Scientists have developed a new skin patch that could provide a more convenient and less painful way to administer antibody-based drugs to people with multiple sclerosis (MS) and other disorders.
“It has been developed [skin] The patch is minimally invasive, self-administerable, and designed to be fully implanted in the skin in a short period of time,” the researchers wrote.Single-dose long-acting microarray patch with ultra-high loading capacity and multiple release of thermostable antibodieswas published in molecular pharmacy.
Antibodies are proteins made by the immune system to fight off infectious invaders. They are able to stick to specific molecular targets with great specificity and help coordinate the immune response. These properties have made it useful as a platform for developing therapeutics.
Several approved treatments for MS contain antibodies as key ingredients, and antibody-based therapies are widely used to manage other autoimmune disorders and diseases, from cancer to viral infections. It has been.
For antibody therapy to be effective, the body usually needs to have significant amounts of antibodies. This often means that patients must receive injections or infusions on a regular basis, which can be burdensome and painful.
A transdermal microneedle array (MA) patch is a drug delivery system applied to the skin. The tiny needles in the patch can pierce the top layer of skin, where there are no pain-sensing nerve cells, and provide treatment without discomfort or pain.
MA patch systems have been developed for some pharmaceutical products, such as certain forms of contraception. They generally involve loading the drug as a liquid formulation, but physical constraints make it difficult to fit large amounts of drug into the patch. As a result, liquid-based patches are not suitable for antibody-based therapies that need to deliver significant amounts of antibody to be effective.
powder antibody therapy
To circumvent this, researchers led by a University of Connecticut scientist have developed a method that uses specific sugar molecules to stabilize antibodies as powders. The powdered antibody remained stable at body temperature for months, allowing approximately 20 times more drug to be loaded into the MA patch compared to conventional liquid formulations.
This method “provides a simple and effective manufacturing process for MA patches containing large amounts of therapeutic agents, which is particularly beneficial for patients. [antibody] Therapies and potentially other applications that require high doses of drugs or proteins,” the researchers wrote.

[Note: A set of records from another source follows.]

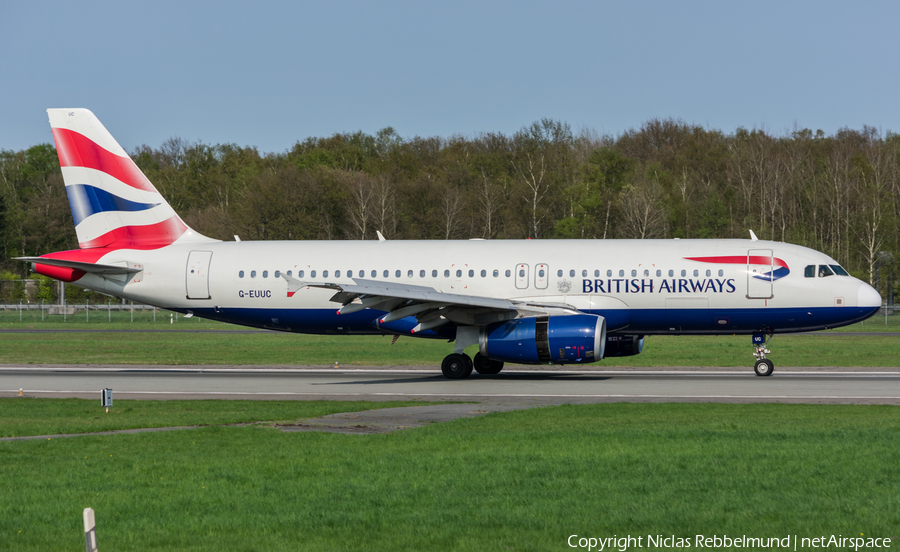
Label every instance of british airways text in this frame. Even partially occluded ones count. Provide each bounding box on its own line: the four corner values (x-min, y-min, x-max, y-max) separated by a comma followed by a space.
581, 278, 737, 293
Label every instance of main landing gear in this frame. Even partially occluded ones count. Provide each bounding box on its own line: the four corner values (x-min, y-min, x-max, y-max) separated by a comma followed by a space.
753, 334, 775, 376
441, 353, 474, 379
441, 353, 503, 379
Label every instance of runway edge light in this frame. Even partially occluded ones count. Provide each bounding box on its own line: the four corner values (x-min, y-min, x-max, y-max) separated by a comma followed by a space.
83, 508, 97, 552
100, 388, 112, 414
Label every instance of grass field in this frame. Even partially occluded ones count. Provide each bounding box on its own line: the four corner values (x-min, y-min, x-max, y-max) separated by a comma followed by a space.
0, 399, 900, 551
0, 319, 900, 368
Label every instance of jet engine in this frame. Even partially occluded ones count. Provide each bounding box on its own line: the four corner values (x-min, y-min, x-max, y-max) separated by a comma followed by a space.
478, 314, 606, 364
606, 335, 644, 358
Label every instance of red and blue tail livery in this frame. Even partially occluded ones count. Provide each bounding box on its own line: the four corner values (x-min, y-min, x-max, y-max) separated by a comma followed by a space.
47, 109, 207, 249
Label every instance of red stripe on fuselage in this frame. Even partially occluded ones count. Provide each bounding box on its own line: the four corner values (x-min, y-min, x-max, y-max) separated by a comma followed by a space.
52, 128, 156, 192
78, 215, 188, 249
34, 263, 87, 284
685, 255, 787, 267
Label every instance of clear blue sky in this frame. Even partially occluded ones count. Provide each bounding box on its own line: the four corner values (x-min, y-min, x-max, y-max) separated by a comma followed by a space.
0, 0, 900, 152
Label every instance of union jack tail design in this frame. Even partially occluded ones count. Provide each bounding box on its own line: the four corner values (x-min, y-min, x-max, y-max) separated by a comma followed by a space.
47, 109, 213, 250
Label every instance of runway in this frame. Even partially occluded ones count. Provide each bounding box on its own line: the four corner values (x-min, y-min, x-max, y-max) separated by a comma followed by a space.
0, 366, 900, 404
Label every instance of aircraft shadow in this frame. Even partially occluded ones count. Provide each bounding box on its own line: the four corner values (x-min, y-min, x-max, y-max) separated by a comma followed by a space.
310, 374, 613, 385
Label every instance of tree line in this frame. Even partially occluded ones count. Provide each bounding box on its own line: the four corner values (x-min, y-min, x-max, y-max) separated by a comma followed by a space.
0, 119, 900, 302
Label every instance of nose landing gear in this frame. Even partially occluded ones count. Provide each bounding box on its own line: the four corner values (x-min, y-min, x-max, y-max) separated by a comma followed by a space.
753, 334, 775, 376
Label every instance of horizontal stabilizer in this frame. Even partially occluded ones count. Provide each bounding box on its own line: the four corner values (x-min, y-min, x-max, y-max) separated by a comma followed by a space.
15, 257, 143, 274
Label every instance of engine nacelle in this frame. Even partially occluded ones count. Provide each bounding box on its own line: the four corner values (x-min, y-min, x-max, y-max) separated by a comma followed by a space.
605, 335, 644, 358
478, 314, 606, 364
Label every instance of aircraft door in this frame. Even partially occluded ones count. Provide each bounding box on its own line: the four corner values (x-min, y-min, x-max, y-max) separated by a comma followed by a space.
534, 263, 550, 289
747, 249, 775, 299
516, 264, 528, 289
185, 251, 212, 299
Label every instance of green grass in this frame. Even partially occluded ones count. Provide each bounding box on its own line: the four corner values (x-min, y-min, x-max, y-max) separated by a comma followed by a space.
0, 403, 900, 550
0, 398, 440, 437
0, 331, 900, 369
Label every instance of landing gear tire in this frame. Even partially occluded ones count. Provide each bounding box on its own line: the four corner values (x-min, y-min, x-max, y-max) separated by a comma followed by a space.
441, 353, 473, 379
472, 353, 503, 376
753, 358, 775, 376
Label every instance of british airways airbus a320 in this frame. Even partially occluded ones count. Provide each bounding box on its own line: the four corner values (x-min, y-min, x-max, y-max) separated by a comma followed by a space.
22, 109, 881, 378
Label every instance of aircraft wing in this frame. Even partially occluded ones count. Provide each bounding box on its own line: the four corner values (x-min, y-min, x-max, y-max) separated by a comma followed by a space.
282, 273, 578, 333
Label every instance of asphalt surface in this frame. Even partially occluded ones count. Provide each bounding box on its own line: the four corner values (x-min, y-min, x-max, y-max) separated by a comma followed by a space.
0, 365, 900, 407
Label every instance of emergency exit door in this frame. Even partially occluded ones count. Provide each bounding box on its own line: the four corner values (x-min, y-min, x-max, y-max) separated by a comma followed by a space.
185, 251, 212, 299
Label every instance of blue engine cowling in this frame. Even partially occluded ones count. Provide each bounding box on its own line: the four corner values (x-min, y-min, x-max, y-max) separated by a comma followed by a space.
478, 314, 606, 364
604, 335, 644, 358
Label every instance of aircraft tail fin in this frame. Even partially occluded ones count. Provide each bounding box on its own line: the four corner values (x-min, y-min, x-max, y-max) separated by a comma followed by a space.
47, 109, 215, 249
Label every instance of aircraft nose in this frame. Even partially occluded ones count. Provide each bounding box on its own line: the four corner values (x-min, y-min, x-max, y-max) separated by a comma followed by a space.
856, 284, 881, 307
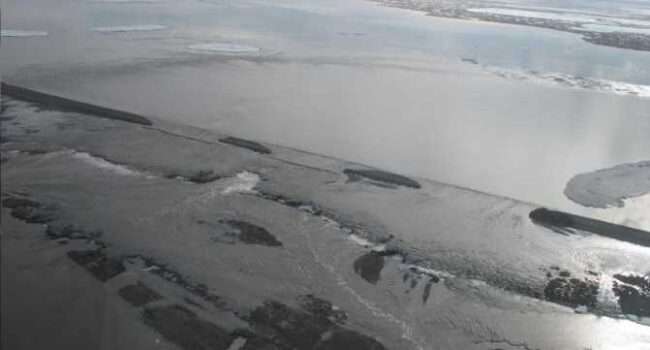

To control the rate of antibody release from the patch, the researchers used a MA in which tiny needles were made with a “shell” of PLGA, a biodegradable polymer widely used in medical devices because it is safe in the body. devised a system. The drug is released when the PLGA shell breaks. Researchers found that by fine-tuning the number and composition of the PLGA shells, the drug release rate could be fine-tuned.
Scientists conducted a proof-of-concept test of the patch system in rats with positive results. “We successfully used the MA patch to deliver multiple types of humans at high doses. [antibody] in a rat model,” the researchers wrote. “Our core-shell PLGA MA system was able to maintain the desired high dose. [antibody] concentration [in living rats] Over 25 days, the duration of a single skin insertion was remarkable in this animal model. ”
Researchers suggest that patch systems may be an alternative to injections and infusions of antibody therapy. reduces medical waste and improves access to treatment by eliminating the need for cold storage of patches.
“It solves a lot of problems,” said University of Connecticut study co-author Thanh Duc Nguyen. university news release.